Donald Trump’s tax proposals could spur more economic growth and more jobs … for awhile. But by 2024, that positive effect turns negative. His plan would slow growth created relative to what’s expected under today’s policies.
Its model estimates that Trump’s plan could add an additional 1.1% in 2018 relative to current law. But by 2024 that positive effect is erased and by 2027 it could lower GDP by 0.78%. By 2037, it could produce 4.6% less GDP than expected.
JP Morgan economist Michael Feroli thinks the Trump fiscal program could boost GDP by 1.5% over two years while doubling the federal budget deficit.
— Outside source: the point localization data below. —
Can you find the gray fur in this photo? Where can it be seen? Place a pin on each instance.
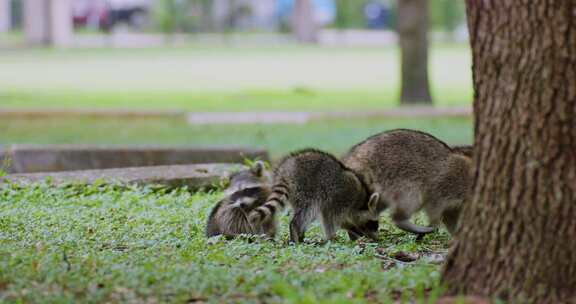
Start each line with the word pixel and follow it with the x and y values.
pixel 319 187
pixel 411 171
pixel 248 189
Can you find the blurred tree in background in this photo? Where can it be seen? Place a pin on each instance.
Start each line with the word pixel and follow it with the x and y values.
pixel 413 25
pixel 304 26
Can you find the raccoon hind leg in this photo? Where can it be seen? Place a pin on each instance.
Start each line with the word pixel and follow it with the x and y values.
pixel 404 206
pixel 450 219
pixel 329 226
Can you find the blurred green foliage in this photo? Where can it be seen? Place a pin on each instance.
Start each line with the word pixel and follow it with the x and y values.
pixel 176 15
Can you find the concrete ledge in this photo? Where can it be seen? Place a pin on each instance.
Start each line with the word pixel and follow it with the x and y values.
pixel 193 176
pixel 87 113
pixel 54 158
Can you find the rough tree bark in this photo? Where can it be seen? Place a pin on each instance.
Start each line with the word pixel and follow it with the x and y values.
pixel 304 26
pixel 517 237
pixel 413 34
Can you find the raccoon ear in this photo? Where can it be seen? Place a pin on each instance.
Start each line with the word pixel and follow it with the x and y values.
pixel 257 168
pixel 373 202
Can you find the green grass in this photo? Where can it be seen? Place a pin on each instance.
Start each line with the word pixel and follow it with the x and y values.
pixel 333 135
pixel 224 79
pixel 94 244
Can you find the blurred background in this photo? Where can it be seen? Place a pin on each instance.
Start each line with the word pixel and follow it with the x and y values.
pixel 276 74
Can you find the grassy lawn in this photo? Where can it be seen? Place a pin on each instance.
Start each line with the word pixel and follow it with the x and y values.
pixel 224 79
pixel 94 244
pixel 335 136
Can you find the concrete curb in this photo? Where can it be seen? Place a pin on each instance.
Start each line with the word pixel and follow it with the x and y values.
pixel 193 176
pixel 54 158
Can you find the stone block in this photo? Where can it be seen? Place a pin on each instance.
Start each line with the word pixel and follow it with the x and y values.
pixel 54 158
pixel 193 176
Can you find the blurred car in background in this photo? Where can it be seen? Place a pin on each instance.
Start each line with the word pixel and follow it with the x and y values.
pixel 106 14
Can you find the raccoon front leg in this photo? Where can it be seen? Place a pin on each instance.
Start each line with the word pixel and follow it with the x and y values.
pixel 298 225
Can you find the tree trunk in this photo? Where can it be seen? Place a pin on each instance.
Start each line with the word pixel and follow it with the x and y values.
pixel 517 237
pixel 304 26
pixel 413 35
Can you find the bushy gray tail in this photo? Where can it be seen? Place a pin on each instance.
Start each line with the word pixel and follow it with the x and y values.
pixel 276 202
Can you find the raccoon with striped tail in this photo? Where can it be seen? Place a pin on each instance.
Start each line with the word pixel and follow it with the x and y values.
pixel 413 170
pixel 248 189
pixel 319 187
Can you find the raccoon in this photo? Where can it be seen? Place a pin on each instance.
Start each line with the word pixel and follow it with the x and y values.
pixel 464 150
pixel 248 189
pixel 318 186
pixel 413 170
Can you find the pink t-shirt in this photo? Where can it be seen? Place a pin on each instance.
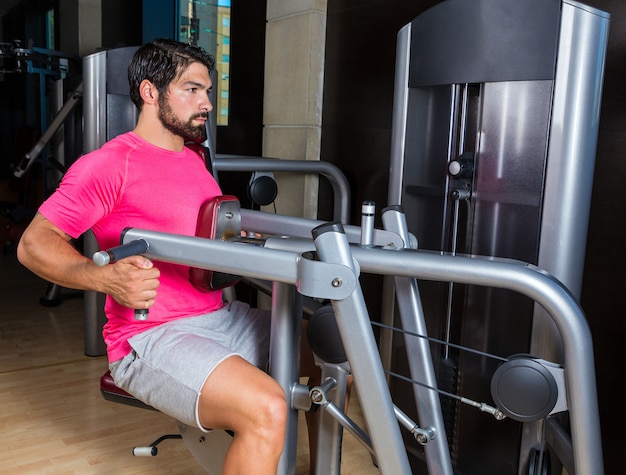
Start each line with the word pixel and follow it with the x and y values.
pixel 131 183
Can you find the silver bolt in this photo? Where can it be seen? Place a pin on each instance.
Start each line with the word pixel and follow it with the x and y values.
pixel 316 396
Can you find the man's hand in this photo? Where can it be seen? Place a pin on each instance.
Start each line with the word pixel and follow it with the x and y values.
pixel 133 282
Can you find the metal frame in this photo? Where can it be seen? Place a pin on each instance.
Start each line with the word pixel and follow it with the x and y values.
pixel 335 277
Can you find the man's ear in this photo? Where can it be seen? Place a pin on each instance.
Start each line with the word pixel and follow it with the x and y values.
pixel 148 92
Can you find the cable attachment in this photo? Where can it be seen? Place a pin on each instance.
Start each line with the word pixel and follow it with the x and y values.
pixel 421 435
pixel 494 411
pixel 318 393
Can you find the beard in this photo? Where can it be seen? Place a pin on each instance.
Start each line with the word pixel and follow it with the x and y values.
pixel 188 130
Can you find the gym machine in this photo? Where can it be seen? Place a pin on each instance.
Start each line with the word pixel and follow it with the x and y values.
pixel 495 123
pixel 323 261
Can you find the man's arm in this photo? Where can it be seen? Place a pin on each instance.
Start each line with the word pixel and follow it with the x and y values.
pixel 45 250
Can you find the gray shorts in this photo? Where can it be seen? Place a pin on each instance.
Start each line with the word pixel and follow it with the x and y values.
pixel 169 364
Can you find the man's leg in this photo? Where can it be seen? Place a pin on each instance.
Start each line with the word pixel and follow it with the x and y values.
pixel 240 397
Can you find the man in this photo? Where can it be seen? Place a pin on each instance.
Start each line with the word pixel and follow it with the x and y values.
pixel 195 357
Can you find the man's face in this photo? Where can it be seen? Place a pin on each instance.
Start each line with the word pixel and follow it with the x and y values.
pixel 184 109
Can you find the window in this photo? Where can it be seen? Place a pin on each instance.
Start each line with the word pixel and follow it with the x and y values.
pixel 207 24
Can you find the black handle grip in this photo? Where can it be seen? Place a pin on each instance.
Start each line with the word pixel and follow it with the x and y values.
pixel 133 248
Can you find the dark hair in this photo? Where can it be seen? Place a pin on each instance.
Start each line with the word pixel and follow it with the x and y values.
pixel 162 61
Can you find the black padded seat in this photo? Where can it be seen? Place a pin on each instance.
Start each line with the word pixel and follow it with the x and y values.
pixel 111 392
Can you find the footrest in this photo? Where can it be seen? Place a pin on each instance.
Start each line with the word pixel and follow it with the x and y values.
pixel 111 392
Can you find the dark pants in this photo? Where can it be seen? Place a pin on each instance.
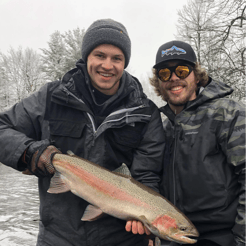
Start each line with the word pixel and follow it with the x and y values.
pixel 199 243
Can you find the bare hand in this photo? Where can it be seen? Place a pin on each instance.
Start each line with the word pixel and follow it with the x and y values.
pixel 136 227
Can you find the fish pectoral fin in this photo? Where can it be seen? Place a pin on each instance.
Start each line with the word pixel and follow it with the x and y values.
pixel 69 152
pixel 157 241
pixel 147 224
pixel 123 169
pixel 57 185
pixel 92 213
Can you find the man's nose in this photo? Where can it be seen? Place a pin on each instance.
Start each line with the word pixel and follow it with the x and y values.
pixel 107 64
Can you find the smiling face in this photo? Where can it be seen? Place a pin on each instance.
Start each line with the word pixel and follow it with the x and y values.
pixel 177 92
pixel 105 65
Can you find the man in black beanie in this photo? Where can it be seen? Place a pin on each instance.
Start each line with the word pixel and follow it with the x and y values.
pixel 100 113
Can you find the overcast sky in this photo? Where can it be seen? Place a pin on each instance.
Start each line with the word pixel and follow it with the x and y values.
pixel 150 23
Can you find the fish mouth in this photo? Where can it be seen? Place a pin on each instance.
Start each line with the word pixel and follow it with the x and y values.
pixel 187 238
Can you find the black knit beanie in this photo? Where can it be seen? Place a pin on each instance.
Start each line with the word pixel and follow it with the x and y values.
pixel 106 31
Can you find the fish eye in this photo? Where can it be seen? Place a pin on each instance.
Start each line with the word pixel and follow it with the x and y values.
pixel 182 228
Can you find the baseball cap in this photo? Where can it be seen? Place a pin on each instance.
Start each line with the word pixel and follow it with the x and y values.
pixel 175 50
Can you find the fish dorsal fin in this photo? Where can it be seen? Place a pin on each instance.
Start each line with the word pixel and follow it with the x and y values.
pixel 57 185
pixel 92 213
pixel 152 228
pixel 157 241
pixel 123 169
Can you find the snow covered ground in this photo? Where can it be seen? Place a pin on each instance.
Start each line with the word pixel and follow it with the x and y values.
pixel 19 208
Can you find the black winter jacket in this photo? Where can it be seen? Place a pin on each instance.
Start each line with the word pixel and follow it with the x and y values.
pixel 65 111
pixel 206 174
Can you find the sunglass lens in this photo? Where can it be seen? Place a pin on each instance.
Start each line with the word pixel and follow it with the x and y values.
pixel 182 71
pixel 164 74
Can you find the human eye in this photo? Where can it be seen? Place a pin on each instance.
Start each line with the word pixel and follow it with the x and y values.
pixel 118 58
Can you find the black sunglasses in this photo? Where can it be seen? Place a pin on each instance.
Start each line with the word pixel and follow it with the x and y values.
pixel 181 71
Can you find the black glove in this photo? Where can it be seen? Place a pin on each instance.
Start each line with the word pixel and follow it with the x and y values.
pixel 38 158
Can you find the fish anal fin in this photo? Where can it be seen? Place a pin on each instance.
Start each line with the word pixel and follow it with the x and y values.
pixel 57 184
pixel 92 213
pixel 145 221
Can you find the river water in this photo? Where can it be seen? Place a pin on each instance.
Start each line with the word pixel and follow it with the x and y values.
pixel 19 208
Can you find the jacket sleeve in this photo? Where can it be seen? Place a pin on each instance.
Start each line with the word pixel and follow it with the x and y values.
pixel 147 162
pixel 235 149
pixel 21 125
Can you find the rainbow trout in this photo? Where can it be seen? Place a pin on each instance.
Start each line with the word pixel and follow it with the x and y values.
pixel 121 196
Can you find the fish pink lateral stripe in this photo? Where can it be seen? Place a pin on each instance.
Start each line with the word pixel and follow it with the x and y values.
pixel 166 221
pixel 102 185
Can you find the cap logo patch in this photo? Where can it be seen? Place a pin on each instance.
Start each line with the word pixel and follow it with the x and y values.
pixel 172 51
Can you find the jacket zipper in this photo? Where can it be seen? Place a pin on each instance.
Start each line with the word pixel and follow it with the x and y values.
pixel 114 113
pixel 81 101
pixel 174 155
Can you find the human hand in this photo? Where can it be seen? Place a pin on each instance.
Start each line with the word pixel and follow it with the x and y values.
pixel 136 227
pixel 39 157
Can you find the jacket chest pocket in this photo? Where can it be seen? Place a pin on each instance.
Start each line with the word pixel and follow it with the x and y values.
pixel 127 136
pixel 68 135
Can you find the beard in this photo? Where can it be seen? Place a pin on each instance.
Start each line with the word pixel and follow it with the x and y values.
pixel 180 99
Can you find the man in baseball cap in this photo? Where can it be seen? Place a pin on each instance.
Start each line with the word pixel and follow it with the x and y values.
pixel 100 113
pixel 205 132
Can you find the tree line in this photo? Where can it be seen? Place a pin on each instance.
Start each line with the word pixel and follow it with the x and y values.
pixel 216 29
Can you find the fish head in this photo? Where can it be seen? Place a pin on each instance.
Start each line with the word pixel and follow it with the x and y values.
pixel 175 228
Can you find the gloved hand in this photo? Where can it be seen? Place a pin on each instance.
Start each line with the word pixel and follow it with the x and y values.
pixel 38 158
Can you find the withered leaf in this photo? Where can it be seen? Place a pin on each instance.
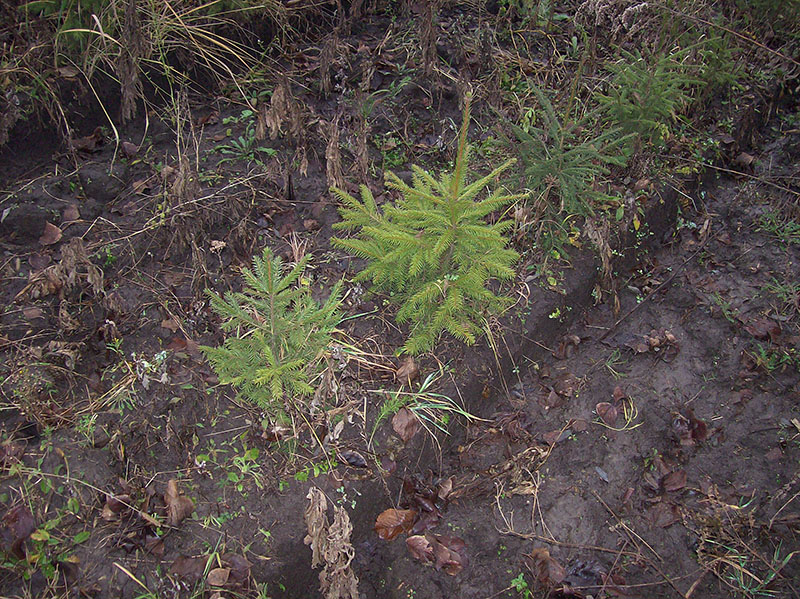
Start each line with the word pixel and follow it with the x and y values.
pixel 178 506
pixel 50 235
pixel 154 545
pixel 218 576
pixel 15 527
pixel 426 521
pixel 239 567
pixel 405 424
pixel 566 346
pixel 420 548
pixel 32 312
pixel 445 488
pixel 390 523
pixel 607 413
pixel 674 481
pixel 546 569
pixel 129 149
pixel 408 371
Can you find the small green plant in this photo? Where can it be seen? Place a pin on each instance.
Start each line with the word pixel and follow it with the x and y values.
pixel 244 148
pixel 558 163
pixel 434 250
pixel 280 335
pixel 431 408
pixel 520 585
pixel 645 98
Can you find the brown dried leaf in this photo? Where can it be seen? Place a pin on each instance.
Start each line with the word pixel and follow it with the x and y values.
pixel 566 346
pixel 408 371
pixel 140 186
pixel 88 143
pixel 179 507
pixel 551 399
pixel 390 523
pixel 420 548
pixel 405 424
pixel 218 576
pixel 50 235
pixel 547 571
pixel 607 413
pixel 170 324
pixel 764 329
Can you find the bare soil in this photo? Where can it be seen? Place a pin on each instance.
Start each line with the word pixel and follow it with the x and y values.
pixel 647 451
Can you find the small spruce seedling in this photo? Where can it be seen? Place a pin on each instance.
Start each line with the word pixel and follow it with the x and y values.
pixel 433 250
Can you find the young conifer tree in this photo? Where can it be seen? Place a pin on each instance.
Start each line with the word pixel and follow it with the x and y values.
pixel 434 250
pixel 280 333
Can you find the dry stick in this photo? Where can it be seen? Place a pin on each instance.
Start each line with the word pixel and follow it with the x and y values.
pixel 731 31
pixel 656 290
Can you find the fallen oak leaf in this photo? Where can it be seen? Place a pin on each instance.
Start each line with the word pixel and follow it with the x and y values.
pixel 408 371
pixel 390 523
pixel 405 424
pixel 545 568
pixel 607 413
pixel 420 548
pixel 664 514
pixel 218 577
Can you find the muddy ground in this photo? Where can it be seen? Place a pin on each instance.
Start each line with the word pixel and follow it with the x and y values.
pixel 634 440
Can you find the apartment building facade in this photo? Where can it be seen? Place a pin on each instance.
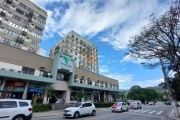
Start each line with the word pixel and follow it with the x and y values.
pixel 22 24
pixel 84 53
pixel 27 75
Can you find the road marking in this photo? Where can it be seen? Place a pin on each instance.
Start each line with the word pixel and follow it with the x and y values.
pixel 138 110
pixel 152 112
pixel 145 111
pixel 145 115
pixel 159 113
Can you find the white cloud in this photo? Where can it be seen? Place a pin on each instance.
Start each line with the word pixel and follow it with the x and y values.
pixel 128 58
pixel 90 17
pixel 126 81
pixel 100 56
pixel 103 69
pixel 112 61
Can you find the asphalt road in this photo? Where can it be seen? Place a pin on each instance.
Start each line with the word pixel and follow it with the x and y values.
pixel 156 112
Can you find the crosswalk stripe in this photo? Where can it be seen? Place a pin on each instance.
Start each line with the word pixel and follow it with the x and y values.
pixel 152 112
pixel 159 113
pixel 145 111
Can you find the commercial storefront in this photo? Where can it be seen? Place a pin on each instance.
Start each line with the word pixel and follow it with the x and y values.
pixel 13 89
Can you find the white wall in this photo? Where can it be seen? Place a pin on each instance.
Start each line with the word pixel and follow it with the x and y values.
pixel 42 52
pixel 10 66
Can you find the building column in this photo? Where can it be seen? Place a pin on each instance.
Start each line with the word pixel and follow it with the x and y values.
pixel 92 96
pixel 2 86
pixel 25 90
pixel 105 96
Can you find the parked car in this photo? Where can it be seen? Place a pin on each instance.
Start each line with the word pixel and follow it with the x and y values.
pixel 168 102
pixel 79 109
pixel 151 103
pixel 15 109
pixel 119 107
pixel 135 105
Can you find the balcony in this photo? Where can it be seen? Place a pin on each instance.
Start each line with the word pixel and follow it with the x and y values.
pixel 30 19
pixel 20 40
pixel 31 13
pixel 92 85
pixel 12 73
pixel 24 33
pixel 9 1
pixel 3 13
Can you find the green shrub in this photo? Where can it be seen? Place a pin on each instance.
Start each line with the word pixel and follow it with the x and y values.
pixel 103 104
pixel 41 107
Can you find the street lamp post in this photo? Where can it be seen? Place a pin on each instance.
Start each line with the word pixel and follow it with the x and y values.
pixel 169 87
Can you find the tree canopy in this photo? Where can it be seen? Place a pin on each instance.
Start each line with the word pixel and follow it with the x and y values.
pixel 143 93
pixel 160 38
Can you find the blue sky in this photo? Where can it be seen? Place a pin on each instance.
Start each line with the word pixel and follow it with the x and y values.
pixel 109 24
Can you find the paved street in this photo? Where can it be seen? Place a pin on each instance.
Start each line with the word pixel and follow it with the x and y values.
pixel 156 112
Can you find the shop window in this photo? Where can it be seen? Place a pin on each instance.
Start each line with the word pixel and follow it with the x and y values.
pixel 8 104
pixel 27 70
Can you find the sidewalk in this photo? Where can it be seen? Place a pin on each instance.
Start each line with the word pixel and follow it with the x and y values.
pixel 172 114
pixel 56 113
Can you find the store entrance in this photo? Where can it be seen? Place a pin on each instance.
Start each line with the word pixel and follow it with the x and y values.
pixel 15 95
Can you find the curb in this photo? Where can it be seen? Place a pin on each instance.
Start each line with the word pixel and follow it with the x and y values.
pixel 42 116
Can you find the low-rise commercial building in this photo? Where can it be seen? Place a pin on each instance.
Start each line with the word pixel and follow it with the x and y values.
pixel 26 75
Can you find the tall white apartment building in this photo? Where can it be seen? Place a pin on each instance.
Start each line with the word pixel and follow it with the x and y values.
pixel 22 24
pixel 84 53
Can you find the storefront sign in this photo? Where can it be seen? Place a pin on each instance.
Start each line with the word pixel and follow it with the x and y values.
pixel 35 90
pixel 14 86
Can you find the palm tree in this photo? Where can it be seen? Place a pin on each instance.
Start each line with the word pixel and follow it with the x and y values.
pixel 50 92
But import curbs could cripple US businesses dependent on global supply chains.
The nominal US gross domestic product (GDP) grew at an annual rate of 1.9% since 2002.
Tax cuts and other fiscal stimulus could boost US contribution to world economic growth up to the level of India. India has been contributing about 20% of world economic growth. China has been contributing 45%. Higher US growth would also likely boost the growth in other countries as well.